WASHINGTON (AP) - President Barack Obama's plan to dramatically increase college student aid took its first step Wednesday on what could be a rocky path through Congress.
A key lawmaker proposed a bill to boost Pell Grant scholarships for low-income students by linking them to inflation for the first time since the program began.
House Education Committee chairman George Miller's legislation would pay for the expansion by eliminating a massive program of subsidies for private college loans - an idea that is opposed by lenders and their many supporters on Capitol Hill.
Obama's education secretary, Arne Duncan, said the government should spend education dollars on students and not on private lenders.

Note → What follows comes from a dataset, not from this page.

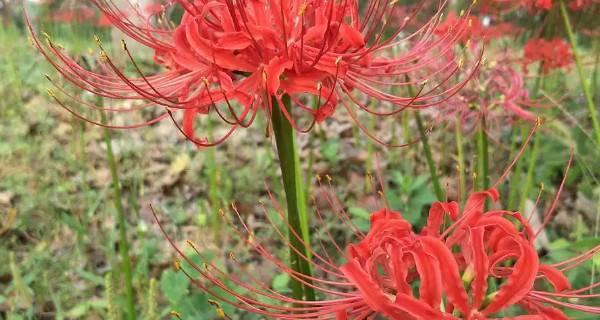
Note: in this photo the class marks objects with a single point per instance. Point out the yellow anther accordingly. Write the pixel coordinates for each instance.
(191, 244)
(538, 121)
(218, 309)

"There is tremendous need, given the tough, tough economy, for families to send their children to college,'' Duncan said during a Wednesday conference call with Miller, D-Calif. ``And we believe we need to invest in them and not in banks.''
Under the bill, subsidized loans would be replaced by the government's existing direct loan program.
Besides Pell Grants, $10 billion of the estimated $87 billion in savings from eliminating subsidies would go toward early childhood education, increasing the number of poor children with access to pre-kindergarten, among other things.
Private lenders made $56 billion in loans to more than 6 million students and parents under the subsidized program, which is called the Federal Family Education Loan program.
But the public-private partnership has begun to crumble under the weight of the recent credit crisis. Hundreds of lenders have stopped making federally backed loans, and hundreds of colleges that had only offered subsidized federal loans have signed up for direct loans.
The government made $14 billion in direct loans to 1.5 million students last year.
An estimated $18 billion was borrowed directly from private lenders, though the nonprofit Institute for College Access and Success estimates the majority of undergrads with private loans did not max out on their eligibility for federal loans.